It’s official: Mozilla has announced that its extremely handy read-it-later app Pocket will be shutting down on July 8, 2025, with user data exports available until October 8, 2025.
If this leaves you looking for a new home for your saved articles, videos, and web pages, the good news is you’ve still got plenty of excellent options.
Here are five solid alternatives to Pocket that offer a variety of features and pricing structures to suit your needs.

Matter
Matter is a premium read-it-later solution that goes beyond simply saving articles. For one thing, it also lets you read email newsletters in an environment that’s superior to dealing with them in your inbox.

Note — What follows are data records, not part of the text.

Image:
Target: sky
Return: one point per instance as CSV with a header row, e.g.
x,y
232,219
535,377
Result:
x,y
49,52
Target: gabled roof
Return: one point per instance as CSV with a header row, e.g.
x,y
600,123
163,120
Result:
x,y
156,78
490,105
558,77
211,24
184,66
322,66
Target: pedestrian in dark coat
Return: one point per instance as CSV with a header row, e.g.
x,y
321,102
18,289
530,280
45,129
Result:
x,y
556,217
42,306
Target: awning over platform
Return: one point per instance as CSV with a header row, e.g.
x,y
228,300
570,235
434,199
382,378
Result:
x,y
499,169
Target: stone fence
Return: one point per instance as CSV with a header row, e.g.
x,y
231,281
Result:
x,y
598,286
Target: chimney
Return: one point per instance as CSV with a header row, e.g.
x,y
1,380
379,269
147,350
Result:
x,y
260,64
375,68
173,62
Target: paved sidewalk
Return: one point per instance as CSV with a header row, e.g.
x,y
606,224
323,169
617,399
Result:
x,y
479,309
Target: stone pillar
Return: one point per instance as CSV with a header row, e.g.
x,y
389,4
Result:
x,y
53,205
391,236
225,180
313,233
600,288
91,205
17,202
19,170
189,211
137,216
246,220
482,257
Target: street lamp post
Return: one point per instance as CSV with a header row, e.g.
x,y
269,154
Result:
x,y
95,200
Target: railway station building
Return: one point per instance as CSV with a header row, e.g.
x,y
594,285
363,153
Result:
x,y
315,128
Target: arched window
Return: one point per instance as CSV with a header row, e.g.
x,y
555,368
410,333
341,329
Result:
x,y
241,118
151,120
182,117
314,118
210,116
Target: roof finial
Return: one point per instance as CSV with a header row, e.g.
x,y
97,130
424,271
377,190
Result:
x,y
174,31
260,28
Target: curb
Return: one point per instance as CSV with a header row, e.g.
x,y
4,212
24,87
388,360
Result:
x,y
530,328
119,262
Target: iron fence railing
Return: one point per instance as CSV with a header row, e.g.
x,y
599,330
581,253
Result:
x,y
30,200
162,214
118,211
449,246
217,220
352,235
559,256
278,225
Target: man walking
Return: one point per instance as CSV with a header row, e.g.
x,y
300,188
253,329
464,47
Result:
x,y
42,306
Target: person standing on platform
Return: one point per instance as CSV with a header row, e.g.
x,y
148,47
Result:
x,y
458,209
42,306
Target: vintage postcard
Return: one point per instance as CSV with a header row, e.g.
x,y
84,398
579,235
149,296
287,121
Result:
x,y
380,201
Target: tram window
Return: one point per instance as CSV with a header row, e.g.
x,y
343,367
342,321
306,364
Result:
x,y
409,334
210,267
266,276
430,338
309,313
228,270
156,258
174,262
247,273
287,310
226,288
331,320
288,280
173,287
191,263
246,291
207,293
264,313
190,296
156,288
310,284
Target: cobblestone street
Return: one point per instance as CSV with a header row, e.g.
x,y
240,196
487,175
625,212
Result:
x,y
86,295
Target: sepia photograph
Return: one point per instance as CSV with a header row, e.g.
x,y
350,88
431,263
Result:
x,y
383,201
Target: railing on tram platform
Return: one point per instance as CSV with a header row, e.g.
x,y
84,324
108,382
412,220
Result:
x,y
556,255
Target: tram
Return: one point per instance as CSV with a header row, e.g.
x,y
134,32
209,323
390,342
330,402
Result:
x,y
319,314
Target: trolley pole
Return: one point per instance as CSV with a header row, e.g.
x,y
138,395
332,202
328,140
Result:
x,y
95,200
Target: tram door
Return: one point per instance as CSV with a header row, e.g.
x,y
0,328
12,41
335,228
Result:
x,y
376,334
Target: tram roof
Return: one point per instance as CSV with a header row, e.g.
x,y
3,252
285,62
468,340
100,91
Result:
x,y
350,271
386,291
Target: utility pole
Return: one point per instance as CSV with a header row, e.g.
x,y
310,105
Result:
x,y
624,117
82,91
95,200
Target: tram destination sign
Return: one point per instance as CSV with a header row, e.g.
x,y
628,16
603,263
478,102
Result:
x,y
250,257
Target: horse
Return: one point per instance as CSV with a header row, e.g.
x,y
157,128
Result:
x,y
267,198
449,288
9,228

Available in iOS and web versions, it also offers powerful highlighting and annotation tools that allow you to capture your thoughts directly on the text.
The anpp integrates with popular third-party services and curates a daily digest of interesting articles from your saved sources, adding a discovery element.
There’s a free version available with an uncapped read-later library, mobile and web extensions, and sharing features. Matter Premium starts at $8 a month and includes text-to-speech, newsletter sync, unlimited highlighting and note-taking, Kindle export, and other goodies.

Readwise Reader
If you’re already familiar with Readwise for its highlight export features, then Readwise Reader is a natural extension.
It boasts a clean interface, strong highlighting and note-taking capabilities, text-to-speech, AI features, and the ability to import various content types (web articles, PDFs, newsletters, YouTube transcripts, and more).
Readwise Reader is included with a Readwise subscription, which offers a free 30-day trial and then runs $10 per month.

Raindrop
If you’re a highly visual person or deal with a wide variety of content formats, this one’s for you. While many read-it-later apps focus primarily on text, Raindrop shines as a universal bookmark manager that’s both visually appealing and versatile.
You can save articles, images, videos, PDFs, and even entire collections of links while leveraging organization features like tags, nested collections, and a powerful search engine.
Raindrop offers a pretty generous free plan with unlimited bookmarks, collections, and devices. The Pro plan runs $28 per year and adds AI suggestions for organization, full-text search, a permanent library (copies of saved pages), more upload space, cloud backup, and other enhancements.

Recall
Recall allows you to save and process various types of content, including articles, PDFs, YouTube videos, podcasts, and even meeting recordings.
It then uses AI to summarize the interesting bits from your saved content. You can ask it questions about the content, create notes, and organize it all in one central place.
Recall offers a free plan which includes 10 free content summaries, unlimited read-it-later storage, and unlimited personal notes. The “Plus” plan starts at $10 per month and offers unlimited content summaries, automatic categorization, unlimited AI questions, and more.

Instapaper
For those of us of a certain… well, vintage, Instapaper is something of a household name.
A pioneer in the read-it-later space that’s now almost old enough to vote, it saves and presents articles in a clean, minimalist format that’s ideal for focused reading.
It’s straightforward to use as well, offering offline reading capabilities, adjustable fonts, and simple highlighting. If your primary goal is distraction-free reading of saved articles, Instapaper is worth a look.
Instapaper offers a free version with unlimited article saving, syncing, folders, and integration with third-party apps. Instapaper Premium starts at $6 per month and includes full-text search, a permanent archive of articles, unlimited notes, text-to-speech, speed reading, and an ad-free website.